# Tiger Shark in Matagorda Bay



## muzzleloader (May 21, 2004)

__ https://twitter.com/i/web/status/624196176364109824


----------



## saltwater4life (Aug 5, 2010)

How would a 9ft tiger shark get in the bay? I'm sure it is completely possible, just doesn't seem likely. 


Sent from my iPhone using Tapatalk


----------



## Jolly Roger (May 21, 2004)

large bull sharks and Lemon sharks in all Texas bays, would not surprise me to see Tigers in there also.


----------



## dwilliams35 (Oct 8, 2006)

saltwater4life said:


> How would a 9ft tiger shark get in the bay? I'm sure it is completely possible, just doesn't seem likely.
> 
> Sent from my iPhone using Tapatalk


He probably swam there? The state-record Bull Shark was caught in Aransas bay a few years back; not that big of a stretch.


----------



## Haute Pursuit (Jun 26, 2006)

I'll have to look for the picture I posted here about 4 years ago of a huge sheephead I found there. Probably a couple hundred yards from that spot marked. He had a 9" radius bite taken out of him right behind the gill plates. There are some big sharks in there occasionally.


----------



## T_rout (Jul 25, 2013)

I saw a monster shark a few weeks ago!! I was wading and my FIL was in the boat. Saw his dorsal fin and tail, not sure how long he was but it was definitely the biggest shark I've ever seen. FIL couldn't believe I kept wading with that big sob swimming around!! 
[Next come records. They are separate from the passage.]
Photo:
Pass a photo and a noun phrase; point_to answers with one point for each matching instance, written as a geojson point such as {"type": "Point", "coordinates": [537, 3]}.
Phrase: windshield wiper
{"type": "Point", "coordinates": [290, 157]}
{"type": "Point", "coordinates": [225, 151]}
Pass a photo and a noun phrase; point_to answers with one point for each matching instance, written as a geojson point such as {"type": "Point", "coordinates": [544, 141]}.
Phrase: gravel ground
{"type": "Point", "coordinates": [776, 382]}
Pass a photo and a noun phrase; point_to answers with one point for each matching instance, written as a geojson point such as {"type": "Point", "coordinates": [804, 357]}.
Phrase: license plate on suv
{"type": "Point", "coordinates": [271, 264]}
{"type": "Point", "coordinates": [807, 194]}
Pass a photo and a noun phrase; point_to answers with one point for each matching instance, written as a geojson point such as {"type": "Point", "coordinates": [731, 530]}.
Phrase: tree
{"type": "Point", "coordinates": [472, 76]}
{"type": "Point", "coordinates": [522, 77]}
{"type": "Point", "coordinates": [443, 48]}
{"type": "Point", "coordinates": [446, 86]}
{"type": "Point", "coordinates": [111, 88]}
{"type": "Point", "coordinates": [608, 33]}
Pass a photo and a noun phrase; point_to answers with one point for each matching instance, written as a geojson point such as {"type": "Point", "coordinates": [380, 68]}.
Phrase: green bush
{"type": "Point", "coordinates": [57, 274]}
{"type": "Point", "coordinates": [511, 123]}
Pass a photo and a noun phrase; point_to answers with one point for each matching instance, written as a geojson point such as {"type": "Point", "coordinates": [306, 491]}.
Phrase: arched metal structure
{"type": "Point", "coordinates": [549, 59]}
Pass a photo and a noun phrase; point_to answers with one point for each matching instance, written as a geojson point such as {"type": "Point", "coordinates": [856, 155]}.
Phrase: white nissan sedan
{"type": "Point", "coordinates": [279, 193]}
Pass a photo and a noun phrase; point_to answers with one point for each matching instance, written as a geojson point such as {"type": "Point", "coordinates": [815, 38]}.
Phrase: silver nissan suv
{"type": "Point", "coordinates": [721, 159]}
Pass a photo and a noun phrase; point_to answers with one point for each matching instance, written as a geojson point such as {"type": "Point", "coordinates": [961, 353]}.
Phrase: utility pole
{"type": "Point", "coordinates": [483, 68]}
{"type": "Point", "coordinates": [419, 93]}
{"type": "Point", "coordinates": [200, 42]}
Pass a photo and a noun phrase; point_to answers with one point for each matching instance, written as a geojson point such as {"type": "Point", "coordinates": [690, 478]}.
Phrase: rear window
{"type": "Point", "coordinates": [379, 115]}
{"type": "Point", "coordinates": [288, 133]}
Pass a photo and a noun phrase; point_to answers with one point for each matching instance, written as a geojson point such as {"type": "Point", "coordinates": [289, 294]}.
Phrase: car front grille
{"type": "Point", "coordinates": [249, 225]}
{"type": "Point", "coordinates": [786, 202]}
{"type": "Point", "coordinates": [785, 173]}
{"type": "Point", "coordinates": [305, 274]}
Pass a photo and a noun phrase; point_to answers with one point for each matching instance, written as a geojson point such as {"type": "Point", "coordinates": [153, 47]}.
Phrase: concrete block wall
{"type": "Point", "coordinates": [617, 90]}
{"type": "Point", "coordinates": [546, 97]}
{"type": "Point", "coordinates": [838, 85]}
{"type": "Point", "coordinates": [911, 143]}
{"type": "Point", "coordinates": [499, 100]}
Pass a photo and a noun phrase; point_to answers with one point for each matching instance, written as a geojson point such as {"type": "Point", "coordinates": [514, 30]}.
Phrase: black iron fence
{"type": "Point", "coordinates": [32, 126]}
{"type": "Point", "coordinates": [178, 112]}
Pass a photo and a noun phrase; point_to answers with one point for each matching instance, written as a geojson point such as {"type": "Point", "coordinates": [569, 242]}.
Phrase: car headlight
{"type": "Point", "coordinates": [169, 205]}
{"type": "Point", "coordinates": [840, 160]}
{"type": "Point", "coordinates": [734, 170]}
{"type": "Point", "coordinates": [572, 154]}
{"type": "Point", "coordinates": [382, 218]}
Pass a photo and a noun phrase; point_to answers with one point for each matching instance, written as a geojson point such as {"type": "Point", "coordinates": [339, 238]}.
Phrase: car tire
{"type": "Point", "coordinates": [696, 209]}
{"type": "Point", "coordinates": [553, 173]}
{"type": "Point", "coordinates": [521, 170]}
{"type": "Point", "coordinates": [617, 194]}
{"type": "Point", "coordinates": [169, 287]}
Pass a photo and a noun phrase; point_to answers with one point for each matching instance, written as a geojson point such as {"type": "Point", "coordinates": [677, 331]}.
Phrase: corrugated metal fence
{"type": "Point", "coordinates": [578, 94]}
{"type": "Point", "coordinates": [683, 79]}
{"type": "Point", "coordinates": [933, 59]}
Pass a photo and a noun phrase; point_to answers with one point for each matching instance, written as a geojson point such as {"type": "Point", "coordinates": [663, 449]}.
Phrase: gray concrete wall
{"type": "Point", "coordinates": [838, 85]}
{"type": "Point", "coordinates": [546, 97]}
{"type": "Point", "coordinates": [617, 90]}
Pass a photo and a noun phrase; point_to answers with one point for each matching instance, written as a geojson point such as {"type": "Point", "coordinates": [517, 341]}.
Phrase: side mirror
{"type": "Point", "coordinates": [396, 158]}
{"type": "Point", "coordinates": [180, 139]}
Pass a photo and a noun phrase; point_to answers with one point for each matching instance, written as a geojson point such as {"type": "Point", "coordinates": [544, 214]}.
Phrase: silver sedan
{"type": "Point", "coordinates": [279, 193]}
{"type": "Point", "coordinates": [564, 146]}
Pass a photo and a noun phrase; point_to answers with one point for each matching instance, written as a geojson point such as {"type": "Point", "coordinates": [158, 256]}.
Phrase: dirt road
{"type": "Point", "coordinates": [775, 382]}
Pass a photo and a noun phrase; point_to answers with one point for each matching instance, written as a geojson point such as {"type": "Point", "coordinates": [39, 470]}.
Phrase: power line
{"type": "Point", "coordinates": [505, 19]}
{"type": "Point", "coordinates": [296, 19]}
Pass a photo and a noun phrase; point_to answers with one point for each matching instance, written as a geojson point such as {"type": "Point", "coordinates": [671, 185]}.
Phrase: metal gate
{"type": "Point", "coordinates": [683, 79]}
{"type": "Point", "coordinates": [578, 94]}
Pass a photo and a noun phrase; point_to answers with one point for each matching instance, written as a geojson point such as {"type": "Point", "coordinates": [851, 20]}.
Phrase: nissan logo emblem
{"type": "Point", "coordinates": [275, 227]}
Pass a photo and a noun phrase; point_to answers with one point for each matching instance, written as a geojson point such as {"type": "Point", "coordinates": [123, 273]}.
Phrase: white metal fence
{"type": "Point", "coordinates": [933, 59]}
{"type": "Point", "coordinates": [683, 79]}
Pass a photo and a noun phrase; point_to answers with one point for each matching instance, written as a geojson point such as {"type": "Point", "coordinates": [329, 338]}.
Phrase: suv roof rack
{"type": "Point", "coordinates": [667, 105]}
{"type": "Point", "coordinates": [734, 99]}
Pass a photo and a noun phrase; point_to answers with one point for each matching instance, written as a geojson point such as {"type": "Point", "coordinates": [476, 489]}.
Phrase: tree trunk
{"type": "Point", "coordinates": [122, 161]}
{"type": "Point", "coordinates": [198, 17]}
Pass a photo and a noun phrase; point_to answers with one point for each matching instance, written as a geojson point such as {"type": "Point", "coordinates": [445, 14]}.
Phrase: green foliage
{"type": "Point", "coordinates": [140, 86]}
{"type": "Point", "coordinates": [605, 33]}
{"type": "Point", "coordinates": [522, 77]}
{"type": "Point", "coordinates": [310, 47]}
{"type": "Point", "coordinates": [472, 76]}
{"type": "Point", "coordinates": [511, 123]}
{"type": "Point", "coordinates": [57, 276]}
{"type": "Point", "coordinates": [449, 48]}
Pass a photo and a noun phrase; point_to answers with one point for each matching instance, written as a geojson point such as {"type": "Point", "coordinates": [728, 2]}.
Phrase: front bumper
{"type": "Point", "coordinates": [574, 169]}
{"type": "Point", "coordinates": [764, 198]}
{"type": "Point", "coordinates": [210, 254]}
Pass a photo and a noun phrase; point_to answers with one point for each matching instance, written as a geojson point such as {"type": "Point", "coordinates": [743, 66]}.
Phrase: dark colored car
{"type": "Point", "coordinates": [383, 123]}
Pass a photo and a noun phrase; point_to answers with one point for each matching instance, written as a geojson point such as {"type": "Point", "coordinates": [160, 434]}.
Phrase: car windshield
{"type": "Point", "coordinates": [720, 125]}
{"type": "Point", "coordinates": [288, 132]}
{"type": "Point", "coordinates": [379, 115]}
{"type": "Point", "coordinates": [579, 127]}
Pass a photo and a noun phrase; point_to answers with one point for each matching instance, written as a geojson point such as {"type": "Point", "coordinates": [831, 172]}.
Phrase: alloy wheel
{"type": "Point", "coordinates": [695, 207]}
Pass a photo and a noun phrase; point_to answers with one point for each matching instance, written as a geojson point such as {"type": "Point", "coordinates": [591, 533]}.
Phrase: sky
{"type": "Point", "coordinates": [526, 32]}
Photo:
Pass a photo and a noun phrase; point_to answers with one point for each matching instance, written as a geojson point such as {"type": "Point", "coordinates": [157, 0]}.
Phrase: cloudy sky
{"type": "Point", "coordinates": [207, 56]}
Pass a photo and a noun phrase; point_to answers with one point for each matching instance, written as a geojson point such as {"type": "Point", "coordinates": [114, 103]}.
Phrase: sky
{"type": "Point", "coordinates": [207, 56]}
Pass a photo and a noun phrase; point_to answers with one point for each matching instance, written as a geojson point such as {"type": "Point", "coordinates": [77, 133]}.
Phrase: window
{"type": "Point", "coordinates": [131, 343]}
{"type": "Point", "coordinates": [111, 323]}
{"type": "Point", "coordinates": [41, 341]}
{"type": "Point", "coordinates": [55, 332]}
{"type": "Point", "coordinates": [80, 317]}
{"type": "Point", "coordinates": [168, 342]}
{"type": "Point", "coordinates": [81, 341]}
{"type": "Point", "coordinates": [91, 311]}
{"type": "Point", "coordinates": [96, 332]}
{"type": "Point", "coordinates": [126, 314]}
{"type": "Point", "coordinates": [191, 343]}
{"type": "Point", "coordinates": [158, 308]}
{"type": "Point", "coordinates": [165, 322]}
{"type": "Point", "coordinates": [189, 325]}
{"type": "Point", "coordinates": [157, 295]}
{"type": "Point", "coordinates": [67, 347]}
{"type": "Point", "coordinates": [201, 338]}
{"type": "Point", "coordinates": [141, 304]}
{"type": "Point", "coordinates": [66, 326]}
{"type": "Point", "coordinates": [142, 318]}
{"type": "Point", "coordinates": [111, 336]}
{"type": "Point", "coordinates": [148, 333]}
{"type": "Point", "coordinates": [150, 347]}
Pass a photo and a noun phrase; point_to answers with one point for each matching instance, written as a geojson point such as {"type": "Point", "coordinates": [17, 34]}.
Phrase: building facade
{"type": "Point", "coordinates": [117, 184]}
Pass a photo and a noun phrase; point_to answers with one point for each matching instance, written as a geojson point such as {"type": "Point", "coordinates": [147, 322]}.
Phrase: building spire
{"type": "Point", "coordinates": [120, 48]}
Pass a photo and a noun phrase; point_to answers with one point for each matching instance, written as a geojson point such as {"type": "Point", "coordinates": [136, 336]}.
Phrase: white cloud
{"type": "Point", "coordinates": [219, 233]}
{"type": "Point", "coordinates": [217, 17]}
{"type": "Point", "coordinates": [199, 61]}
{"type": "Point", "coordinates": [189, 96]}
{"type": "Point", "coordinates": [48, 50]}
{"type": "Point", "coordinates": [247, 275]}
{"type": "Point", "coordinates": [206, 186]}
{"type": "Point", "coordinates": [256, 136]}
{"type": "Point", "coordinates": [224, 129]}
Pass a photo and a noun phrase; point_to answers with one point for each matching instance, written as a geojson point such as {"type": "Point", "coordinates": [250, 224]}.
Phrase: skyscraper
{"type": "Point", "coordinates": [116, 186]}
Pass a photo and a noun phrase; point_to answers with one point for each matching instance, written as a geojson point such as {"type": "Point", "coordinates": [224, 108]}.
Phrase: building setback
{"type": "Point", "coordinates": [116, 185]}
Sent from my iPhone using Tapatalk


----------



## gater (May 25, 2004)

*Sharks*



saltwater4life said:


> How would a 9ft tiger shark get in the bay? I'm sure it is completely possible, just doesn't seem likely.
> 
> Sent from my iPhone using Tapatalk


The bay's are full of sharks, that is a an exceptionally big one but not uncommon. The POC jetties are short and that is the deepest bay on the Texas coast.


----------



## Goags (May 28, 2004)

gater said:


> The bay's are full of sharks, that is a an exceptionally big one but not uncommon. The POC jetties are short and that is the deepest bay on the Texas coast.


East Matty? Frankly, this surprised me. Anyone wanna do a night-wade there?


----------



## trout250 (Aug 24, 2005)

just go in through mitchells cut and she is in the bay.


----------



## Big Guns 1971 (Nov 7, 2013)

I'm not surprised that a big shark is in any bay. They are there believe it or not.


----------



## tcbayman (Apr 27, 2006)

Heres a picture of a red I caught. I am a little surprised that it was in East Matagorda, but there are no fences.


----------



## txbred (May 13, 2013)

I was just starting to learn Raymonds. Wow, i guess i'll stay IN the boat from now on.


----------



## Daddio (Sep 6, 2006)

That's one bad dude go to the Ocearch web and look at her track she crossed 600 yards of dry land Twice keep your kids off the beach!
Yes there are sharks in the bays!
Never seen a shark with legs,I bet their GPS is a little off!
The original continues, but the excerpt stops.